Justice Albin continued: The defense presented three witnesses. The bus aide stated that the “big kids,” such as Alex, sat in the back of the bus and the “small kids” sat in the front — and that she sat in the middle, separating the two groups. She maintained that Alex did not sit with John. The school bus driver corroborated the seating arrangement and did not see or hear anything that gave him concern. The transportation liaison confirmed that two children named Alex were on the bus that day, one of whom went to elementary school and the other to high school.

The family court adjudicated Alex delinquent. Alex appealed. The Appellate Division held that John was effectively unavailable for cross-examination, and therefore the admission of his statement to the detective violated Alex’s federal confrontation rights. 447 N.J. Super. 485, 490 (App. Div. 2016). The panel did not address any state-law evidentiary claims and remanded to the family court to assess whether the State’s remaining evidence is sufficient to prove the adjudication beyond a reasonable doubt. Id. at 525. The Court granted the State’s petition for certification.  230 N.J. 425 (2017).

The Supreme court of New Jersey reverses Alex’s delinquency adjudication on state-law grounds, concluding that the video-recorded statement did not possess a sufficient probability of trustworthiness to justify its introduction at trial under N.J.R.E. 803(c) (27). Striking the juvenile’s recorded statement from the record does not leave sufficient evidence in the record to support, on any rational basis, the adjudication of delinquency against Alex. Accordingly, the sexual assault charge must be dismissed. The Court concludes that the incompetency proviso of the present version of N.J.R.E. 803(c) (27) is flawed and remands that rule for review to the Supreme Court Committee on the Rules of Evidence.
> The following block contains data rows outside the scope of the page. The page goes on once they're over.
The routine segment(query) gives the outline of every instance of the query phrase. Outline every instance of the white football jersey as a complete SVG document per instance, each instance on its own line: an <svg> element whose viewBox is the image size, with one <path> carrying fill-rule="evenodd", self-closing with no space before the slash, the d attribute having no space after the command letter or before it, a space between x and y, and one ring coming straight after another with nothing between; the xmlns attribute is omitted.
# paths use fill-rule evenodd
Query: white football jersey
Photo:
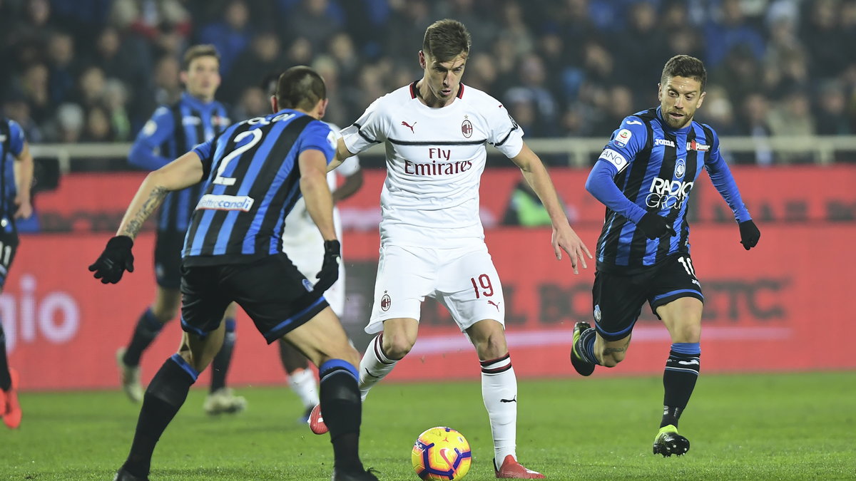
<svg viewBox="0 0 856 481"><path fill-rule="evenodd" d="M523 131L502 104L461 85L442 108L417 98L416 82L375 100L342 131L348 150L386 144L381 242L449 247L484 239L479 186L486 144L508 157L523 148Z"/></svg>

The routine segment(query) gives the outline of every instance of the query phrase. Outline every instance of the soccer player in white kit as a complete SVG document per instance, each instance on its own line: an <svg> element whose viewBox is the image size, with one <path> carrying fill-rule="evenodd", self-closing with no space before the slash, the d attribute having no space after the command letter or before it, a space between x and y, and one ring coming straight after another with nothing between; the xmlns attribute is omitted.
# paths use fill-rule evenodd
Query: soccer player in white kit
<svg viewBox="0 0 856 481"><path fill-rule="evenodd" d="M276 89L276 80L274 83ZM338 134L338 126L327 122L330 130ZM339 185L339 177L342 177ZM363 184L362 170L360 169L360 159L354 156L342 163L335 170L327 173L327 184L333 195L333 201L339 202L355 193ZM342 218L339 209L333 206L333 224L336 228L337 239L342 239ZM313 281L316 274L321 270L324 260L324 238L315 223L309 217L306 201L301 197L294 204L294 209L285 217L285 229L282 230L282 252L303 274L306 279ZM324 291L324 298L330 306L341 319L345 311L345 264L339 264L339 279L330 288ZM306 409L300 418L301 422L309 420L309 413L312 407L318 404L318 382L315 373L309 369L309 361L300 352L291 344L280 340L280 359L282 367L288 374L288 386L300 398Z"/></svg>
<svg viewBox="0 0 856 481"><path fill-rule="evenodd" d="M381 97L342 131L336 162L374 144L386 146L381 193L380 260L374 306L366 331L380 333L360 364L360 389L389 374L416 342L426 296L449 309L475 346L482 396L490 420L496 478L540 478L516 456L517 380L505 340L502 284L484 244L479 185L496 146L523 173L546 207L556 258L568 252L578 274L589 253L568 224L550 175L523 142L523 132L502 104L461 85L470 34L443 20L425 31L419 81ZM310 427L324 432L318 408Z"/></svg>

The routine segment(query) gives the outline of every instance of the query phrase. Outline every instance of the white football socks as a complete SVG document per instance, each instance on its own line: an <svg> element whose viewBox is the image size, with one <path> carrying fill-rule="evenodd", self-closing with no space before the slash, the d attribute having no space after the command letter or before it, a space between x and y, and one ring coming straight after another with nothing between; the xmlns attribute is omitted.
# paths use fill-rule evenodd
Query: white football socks
<svg viewBox="0 0 856 481"><path fill-rule="evenodd" d="M369 342L366 353L360 361L360 397L366 401L372 389L378 381L386 377L395 367L395 359L390 359L383 353L381 346L383 345L383 333L380 333Z"/></svg>
<svg viewBox="0 0 856 481"><path fill-rule="evenodd" d="M511 356L481 361L482 397L493 433L495 466L502 466L505 456L517 459L517 377Z"/></svg>
<svg viewBox="0 0 856 481"><path fill-rule="evenodd" d="M288 385L300 398L304 407L312 407L320 402L318 385L315 381L315 373L311 369L298 369L292 372L288 376Z"/></svg>

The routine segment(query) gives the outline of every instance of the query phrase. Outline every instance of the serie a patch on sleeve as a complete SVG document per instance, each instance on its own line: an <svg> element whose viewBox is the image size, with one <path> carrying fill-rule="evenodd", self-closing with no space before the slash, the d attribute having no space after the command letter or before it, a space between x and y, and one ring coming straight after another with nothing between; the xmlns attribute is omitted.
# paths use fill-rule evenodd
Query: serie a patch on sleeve
<svg viewBox="0 0 856 481"><path fill-rule="evenodd" d="M627 145L627 142L630 141L630 138L633 136L633 134L632 132L627 128L622 128L618 131L618 134L615 134L615 138L613 141L615 142L615 145L619 147L624 147Z"/></svg>

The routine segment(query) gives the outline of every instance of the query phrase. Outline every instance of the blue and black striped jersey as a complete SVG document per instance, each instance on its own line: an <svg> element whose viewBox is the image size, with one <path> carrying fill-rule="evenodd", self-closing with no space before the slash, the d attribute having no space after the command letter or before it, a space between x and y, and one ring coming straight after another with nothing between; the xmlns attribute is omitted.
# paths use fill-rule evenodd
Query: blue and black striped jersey
<svg viewBox="0 0 856 481"><path fill-rule="evenodd" d="M329 163L333 132L288 109L236 123L194 148L204 194L185 236L184 264L235 264L282 252L285 217L301 195L298 157L310 149Z"/></svg>
<svg viewBox="0 0 856 481"><path fill-rule="evenodd" d="M688 253L687 205L702 168L708 170L737 221L750 219L712 128L693 121L684 128L673 129L663 122L659 108L626 117L586 183L607 205L597 239L597 269L630 272L655 265L676 252ZM610 181L623 196L615 193L613 197L609 188L603 188L609 187L606 182ZM666 217L678 235L646 238L636 223L647 212Z"/></svg>
<svg viewBox="0 0 856 481"><path fill-rule="evenodd" d="M217 101L202 102L184 92L173 105L158 107L137 135L128 160L156 170L194 146L211 140L229 124L226 108ZM155 152L158 153L155 153ZM158 230L184 233L201 195L196 185L169 193L158 213Z"/></svg>
<svg viewBox="0 0 856 481"><path fill-rule="evenodd" d="M0 217L7 230L15 229L15 159L23 149L23 129L13 120L0 118Z"/></svg>

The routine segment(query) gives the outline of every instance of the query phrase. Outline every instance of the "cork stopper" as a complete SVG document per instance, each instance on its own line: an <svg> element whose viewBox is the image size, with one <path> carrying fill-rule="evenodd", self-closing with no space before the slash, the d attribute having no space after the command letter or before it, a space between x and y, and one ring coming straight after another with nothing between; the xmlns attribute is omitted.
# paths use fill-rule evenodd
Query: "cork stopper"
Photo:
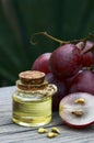
<svg viewBox="0 0 94 143"><path fill-rule="evenodd" d="M16 86L22 90L43 90L48 86L48 81L45 80L39 85L30 85L30 84L23 84L21 82L21 80L16 80Z"/></svg>
<svg viewBox="0 0 94 143"><path fill-rule="evenodd" d="M39 85L44 82L45 73L38 70L26 70L19 74L22 84Z"/></svg>

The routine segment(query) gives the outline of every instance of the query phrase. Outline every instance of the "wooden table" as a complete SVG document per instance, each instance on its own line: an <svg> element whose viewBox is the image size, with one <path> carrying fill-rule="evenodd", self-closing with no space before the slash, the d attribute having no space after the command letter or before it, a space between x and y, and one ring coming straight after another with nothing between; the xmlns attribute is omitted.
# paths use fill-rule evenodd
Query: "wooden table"
<svg viewBox="0 0 94 143"><path fill-rule="evenodd" d="M67 127L54 112L52 121L45 125L48 130L57 127L61 133L52 139L38 134L37 128L24 128L14 124L12 114L12 94L15 87L0 88L0 143L94 143L94 125L86 129Z"/></svg>

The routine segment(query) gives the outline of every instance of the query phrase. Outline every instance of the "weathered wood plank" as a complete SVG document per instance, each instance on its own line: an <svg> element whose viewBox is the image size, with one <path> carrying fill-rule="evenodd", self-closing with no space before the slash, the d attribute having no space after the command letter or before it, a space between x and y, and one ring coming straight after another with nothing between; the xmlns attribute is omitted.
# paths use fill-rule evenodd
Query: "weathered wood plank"
<svg viewBox="0 0 94 143"><path fill-rule="evenodd" d="M15 87L0 88L0 143L93 143L94 125L86 129L72 129L63 124L58 112L54 112L52 121L45 125L49 129L58 127L61 131L55 139L47 134L38 134L37 128L24 128L14 124L12 117L12 94Z"/></svg>

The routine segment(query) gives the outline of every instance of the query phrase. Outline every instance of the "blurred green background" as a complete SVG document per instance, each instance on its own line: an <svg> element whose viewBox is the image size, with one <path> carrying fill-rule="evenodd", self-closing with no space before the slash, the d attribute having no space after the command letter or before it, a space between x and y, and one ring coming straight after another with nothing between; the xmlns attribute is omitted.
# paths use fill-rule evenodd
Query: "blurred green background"
<svg viewBox="0 0 94 143"><path fill-rule="evenodd" d="M58 43L37 36L47 31L60 40L81 38L94 31L94 0L0 0L0 86L14 85L37 56Z"/></svg>

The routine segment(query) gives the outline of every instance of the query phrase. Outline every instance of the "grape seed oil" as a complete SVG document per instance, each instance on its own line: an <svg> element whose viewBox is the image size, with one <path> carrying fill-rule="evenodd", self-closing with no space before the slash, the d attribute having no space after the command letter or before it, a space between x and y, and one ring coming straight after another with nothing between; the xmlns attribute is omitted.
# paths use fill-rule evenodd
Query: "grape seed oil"
<svg viewBox="0 0 94 143"><path fill-rule="evenodd" d="M21 79L16 81L16 86L12 96L13 122L24 127L40 127L49 123L52 117L52 95L57 91L57 87L47 81L37 85L37 80L34 84L24 84Z"/></svg>

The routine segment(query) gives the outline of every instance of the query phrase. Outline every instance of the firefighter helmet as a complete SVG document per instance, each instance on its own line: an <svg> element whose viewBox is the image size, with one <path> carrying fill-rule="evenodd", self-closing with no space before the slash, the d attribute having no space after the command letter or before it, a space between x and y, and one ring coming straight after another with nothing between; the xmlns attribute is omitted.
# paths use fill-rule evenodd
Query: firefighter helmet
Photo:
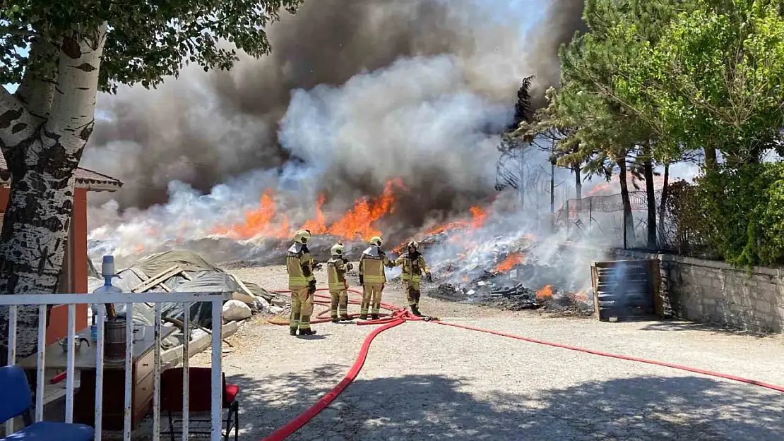
<svg viewBox="0 0 784 441"><path fill-rule="evenodd" d="M329 251L332 253L332 255L343 255L343 244L339 242L335 244Z"/></svg>
<svg viewBox="0 0 784 441"><path fill-rule="evenodd" d="M310 231L307 230L300 230L296 232L294 235L294 241L297 244L302 244L303 245L307 244L307 241L310 240Z"/></svg>

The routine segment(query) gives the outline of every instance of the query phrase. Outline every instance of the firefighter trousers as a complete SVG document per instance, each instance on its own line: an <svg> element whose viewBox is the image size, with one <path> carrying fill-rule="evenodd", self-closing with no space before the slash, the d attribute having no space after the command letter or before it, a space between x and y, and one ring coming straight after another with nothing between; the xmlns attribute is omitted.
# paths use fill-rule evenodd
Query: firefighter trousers
<svg viewBox="0 0 784 441"><path fill-rule="evenodd" d="M378 314L380 312L381 292L383 290L383 284L365 284L362 285L362 304L359 309L360 316L367 316L368 309L372 314Z"/></svg>
<svg viewBox="0 0 784 441"><path fill-rule="evenodd" d="M329 315L334 320L339 317L342 320L348 320L348 291L346 290L329 290L329 296L332 298L332 303L329 305Z"/></svg>
<svg viewBox="0 0 784 441"><path fill-rule="evenodd" d="M289 326L294 331L310 329L310 314L313 313L313 295L308 287L292 288L292 315Z"/></svg>
<svg viewBox="0 0 784 441"><path fill-rule="evenodd" d="M405 284L405 297L408 300L408 306L412 308L412 310L419 307L419 297L422 295L422 291L419 291L420 281L416 279L403 280Z"/></svg>

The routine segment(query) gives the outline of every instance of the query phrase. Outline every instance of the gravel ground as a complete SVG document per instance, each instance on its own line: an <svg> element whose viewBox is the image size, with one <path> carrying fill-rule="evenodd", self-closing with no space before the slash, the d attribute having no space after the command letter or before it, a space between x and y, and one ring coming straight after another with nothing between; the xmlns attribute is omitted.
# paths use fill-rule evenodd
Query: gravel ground
<svg viewBox="0 0 784 441"><path fill-rule="evenodd" d="M235 271L285 287L281 266ZM317 274L325 281L325 274ZM399 287L384 301L405 305ZM423 298L445 321L784 385L784 340L687 322L608 324ZM260 439L318 401L354 363L371 327L322 324L293 338L256 317L224 357L241 387L240 439ZM209 353L194 364L209 363ZM357 381L289 439L784 439L784 396L673 369L426 323L374 341Z"/></svg>

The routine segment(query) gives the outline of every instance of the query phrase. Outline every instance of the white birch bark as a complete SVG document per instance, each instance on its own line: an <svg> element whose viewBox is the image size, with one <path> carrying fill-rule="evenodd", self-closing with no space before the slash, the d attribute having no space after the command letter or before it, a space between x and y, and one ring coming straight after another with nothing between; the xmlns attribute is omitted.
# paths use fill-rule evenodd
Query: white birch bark
<svg viewBox="0 0 784 441"><path fill-rule="evenodd" d="M105 23L90 34L64 36L56 85L38 78L20 87L21 96L0 101L0 115L24 110L16 120L0 122L0 146L12 179L0 236L0 293L52 293L56 288L71 224L74 172L95 121L105 38ZM14 132L20 124L27 125ZM7 317L0 311L2 346ZM37 308L20 309L18 320L16 351L22 357L36 350ZM5 361L5 356L0 360Z"/></svg>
The Court’ s decision to base their holding on state law grounds insulates their opinion from review by the United States Supreme Court. That is because the New Jersey Supreme Court is the final arbiter of state law issues, as opposed to federal law issues. An exception to this general rule would be if a state law provided less rights than the federal constitution. In that case, there would be a conflict with federal law that the United States Supreme court would have jurisdiction to decide.